Un recours superstitieux
Troisième raison : la superstition. Que peut faire le Cœur Immaculé de Marie face à la guerre ? Cet ultime recours peut être perçu par des mentalités rétives à la transcendance comme une gousse d’ail clouée sur la porte de nos peurs pour éloigner les mauvais esprits. Cet acte de consécration suscite une multitude de questions que toute personne, profane ou non, sera en droit de se poser : pourquoi réserver cette initiative à la Russie et à l’Ukraine, alors que les cris des enfants du Kivu ou du Yémen restent sans réponse ? Pourquoi consacrer l’Ukraine en même temps que la Russie, comme si la victime et le bourreau devaient être pareillement traitées ? Que signifie consacrer des nations, comme si ces entités politiques étaient des personnes morales auxquelles la Providence assignait une place et une destinée particulière ?

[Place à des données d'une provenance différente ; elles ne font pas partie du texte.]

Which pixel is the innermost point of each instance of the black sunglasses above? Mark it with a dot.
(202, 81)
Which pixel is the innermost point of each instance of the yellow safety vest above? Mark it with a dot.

L’esprit moderne se méfie de ce genre de récit téléologique où s’enracine un catholicisme nostalgique de l’alliance du trône et de l’autel. La référence à la nation ramène au vieux monde cloisonné, à rebours de l’idéologie dominante, le sans-frontiérisme. Peut-on d'ailleurs consacrer des pays contre leur gré, à tout le moins sans leur demander leur avis ? D’autant qu’un tel acte peut passer pour une volonté d’affirmer sa suprématie et de convertir les orthodoxes au catholicisme romain.
Susciter un espoir
Et puis, comment décrypter une demande mariale remontant à plus d’un siècle ? « La Russie répandra ses erreurs à travers le monde », dit la Vierge à Fatima en 1917. Si on associe volontiers les erreurs de la Russie au communisme athée, la guerre en Ukraine ressemble à un conflit géopolitique, et non au premier chapitre d’une révolution mondiale. Si subversion il y a, elle réside plutôt dans la post-modernité occidentale, la déconstruction et les nouvelles mœurs. Ce sont aujourd’hui des erreurs répandues par l’Occident. La Russie y résiste. Point. Moscou n’a aucune influence sur nos modes de vie, nos comportements. On peut avoir du pétrole et pas d’idées. Suivant cette analyse, pourquoi ne pas consacrer non plus les États-Unis, puissance messianique ? Après tout, Washington n’est pas étranger aux prémices de la guerre en Ukraine. Ce geste aurait pu conjurer « l’escalade des mots et des actions » qu’Emmanuel Macron essaie d’éviter. Quoi qu’il en soit, l’acte du pape a le mérite de susciter un espoir. Reste à savoir quand et si les armes se tairont.